Stockholder approval increased the limit on shares that may be issued or transferred upon the exercise of incentive stock options by 15,000,000 shares. The amendment also clarifies that the Compensation Committee may determine the method of tax withholding for each award granted under the updated equity compensation plan.

When does Super Micro’s 2020 Equity and Incentive Compensation Plan expire?

No grants will be made under the amended 2020 Equity and Incentive Compensation Plan on or after April 15, 2036. Until that date, the plan allows a range of equity and cash awards to directors, officers, employees, consultants and other service providers, subject to its share limits and rules.

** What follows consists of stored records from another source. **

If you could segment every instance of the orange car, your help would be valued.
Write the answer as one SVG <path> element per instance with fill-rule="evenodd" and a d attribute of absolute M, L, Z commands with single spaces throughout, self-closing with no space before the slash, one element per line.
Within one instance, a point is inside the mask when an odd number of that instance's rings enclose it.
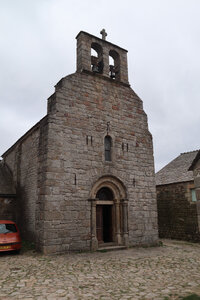
<path fill-rule="evenodd" d="M 22 246 L 17 225 L 8 220 L 0 220 L 0 252 L 19 252 Z"/>

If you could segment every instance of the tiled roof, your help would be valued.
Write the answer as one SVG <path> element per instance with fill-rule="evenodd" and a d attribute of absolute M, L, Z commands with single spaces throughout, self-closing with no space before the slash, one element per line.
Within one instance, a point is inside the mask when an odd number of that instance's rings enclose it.
<path fill-rule="evenodd" d="M 3 161 L 0 161 L 0 195 L 15 195 L 12 174 Z"/>
<path fill-rule="evenodd" d="M 196 163 L 198 162 L 198 160 L 200 159 L 200 150 L 197 152 L 197 155 L 195 156 L 191 166 L 189 167 L 189 170 L 192 171 L 195 168 Z"/>
<path fill-rule="evenodd" d="M 181 153 L 156 173 L 156 185 L 193 180 L 193 172 L 188 171 L 198 150 Z"/>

Which directors were elected at Super Micro Computer’s 2026 annual meeting?

Stockholders elected Charles Liang, Tally Liu and Sherman Tuan as Class I directors. Each will serve until the annual meeting of stockholders following fiscal year 2028, or until a successor is duly elected and qualified, based on the voting results disclosed for Proposal 1.

Did Super Micro (SMCI) stockholders approve the say-on-pay proposal in 2026?

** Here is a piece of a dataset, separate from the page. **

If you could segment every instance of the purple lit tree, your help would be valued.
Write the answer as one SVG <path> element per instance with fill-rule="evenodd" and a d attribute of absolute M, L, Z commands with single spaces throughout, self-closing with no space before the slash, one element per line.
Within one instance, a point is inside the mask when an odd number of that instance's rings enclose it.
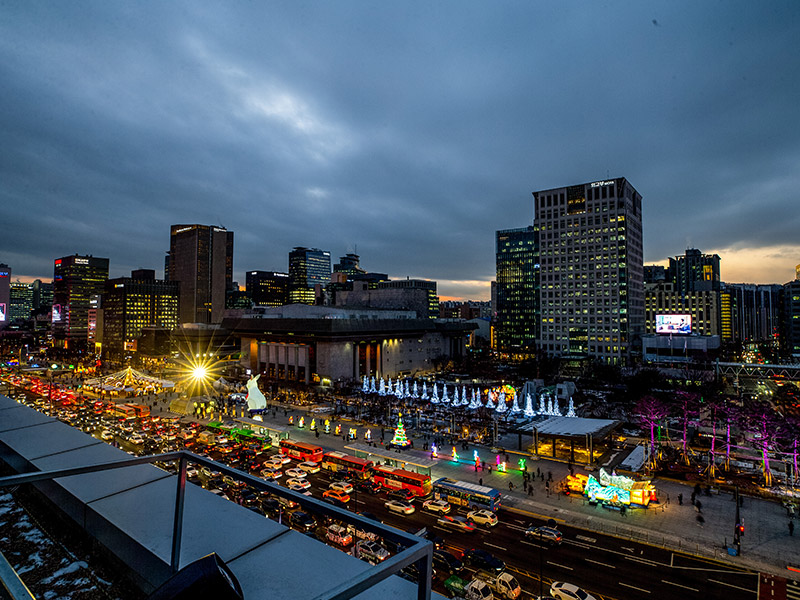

Yes. The non-binding advisory resolution on compensation of the company’s named executive officers received 259,720,162 votes for, 19,769,911 against, and 811,482 abstentions, with 151,333,203 broker non-votes. This outcome means the say-on-pay Proposal 2 was approved by stockholders.

Who is Super Micro Computer’s independent auditor for the fiscal year ending June 30, 2026?

Stockholders ratified the appointment of BDO USA, P.C. as the independent registered public accounting firm for the fiscal year ending June 30, 2026. Proposal 3 received 426,001,144 votes for, 4,552,685 against, and 1,080,929 abstentions, indicating strong support for retaining BDO USA, P.C.